Authoritarian and Participative Cultures:
In authoritarian culture, power centralizes in the leader and all the subordinates are expecting to obey the orders strictly. Discipline stress and any disobedience of orders severely punish to set an example for the others. This culture is based on the basic assumption that the leader knows what is good for the organization and he or she always acts in the organizational interests. This type of culture discourages professionalization because professionals consider themselves as equals.
National Culture vs. Organisational Culture:
They declare the same holidays, celebrate the same festivals, and organize the same functions and cultural activities as reflected by the Indian ethos. But research also indicates that organizational culture is important in understanding the behavior of people at work, national culture is even more so.
Explain of Key Dimensions of Organizational Culture:
According to the OCP, the following 7 dimensions of organizational culture in management are:
Not surprisingly, detail-oriented companies are all about meticulous attention to detail. These companies tend to be in customer-oriented industries in which such precision values. For example, Four Seasons hotels are dedicating to providing customers with exactly the service they prefer, and they keep records of each guest’s experiences, preferences, and expectations. Employees working for Four Seasons must have an eye for detail and thrive on keeping meticulous records.
Individuals who want opportunities to invent new products or services should consider working for companies such as W.L. Gore and Associates, maker of GORE-TEX, or 3M. These companies not only encourage innovation but give the employees company time to work on their projects.
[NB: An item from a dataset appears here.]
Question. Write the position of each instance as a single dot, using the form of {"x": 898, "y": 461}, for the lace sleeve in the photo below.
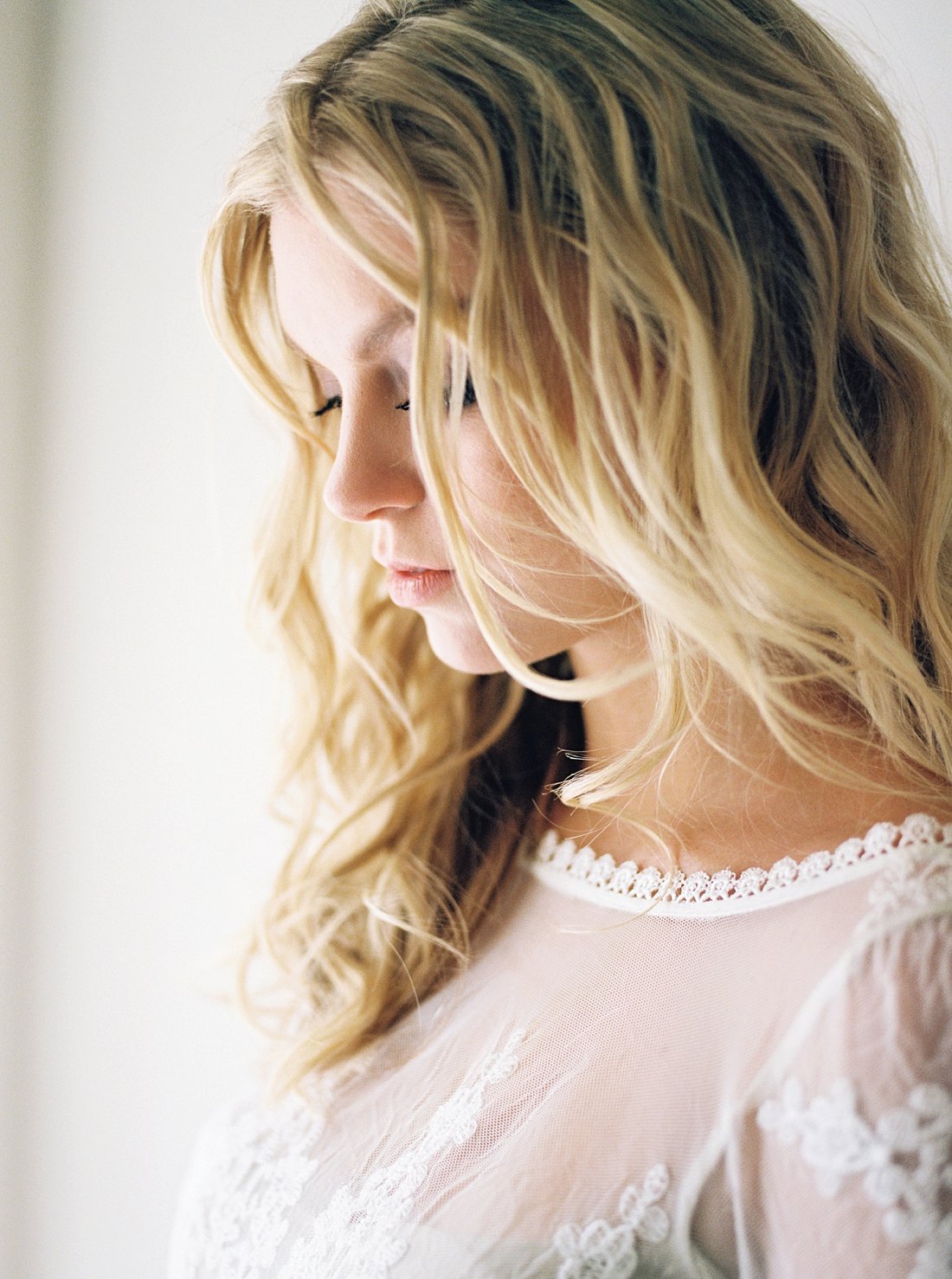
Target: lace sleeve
{"x": 855, "y": 1137}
This approach can result in a wide range of exciting new products developed by engineers or scientists working on their own.
Although some companies value cooperation, others value aggressive competition. Stratasys, a maker of 3D printers, has been willing to make enemies survive and thrive. Stratasys expanded rapidly through growth, takeovers, and mergers to gain a dominant position in the 3D printer industry. Sometimes, Stratasys’ aggressive approach has gotten the company into legal battles—but the company has continued to perform well.
Outcome-oriented businesses are all about results. At RE/MAX, for example, employees are training to sell products, and they are evaluating their sales performance. RE/MAX, short for “Real Estate Maximums,” is an American international real estate company that operates through a franchise system. The company has held the number-one market share in the United States and Canada since 1999.
Employees at a stable corporation know exactly who is in charge, who to report to, and what they are expecting to accomplish. Kraft Foods, for example, is a very stable organization with a strong bureaucracy. Although it is consistent, however, Kraft not knows for innovation or creativity.
If you work for a people-oriented corporation, you can expect the company to care about you. They value fairness and are supportive of individuals’ rights and dignity. Software company SAS is a good example of a people-oriented company that offers employees a wide range of individualized benefits, including on-site childcare. CEO Jim Goodnight’s philosophy is, “Treat employees like they make a difference, and they will.” The result: a loyal and dedicated workforce.
Employees who like to collaborate and cooperate with team members do well in team-oriented companies. Whole Foods, for example, expects its employees to function as members of teams—and to support other members of the team when necessary. This creates strong, solid relationships with working groups.
There is no one “best” type of corporate culture, and many larger corporations exhibit more than one culture. For example, the sales department may have an aggressive culture, whereas marketing is more team-oriented. In general, however, corporations can group into the categories mentioned earlier.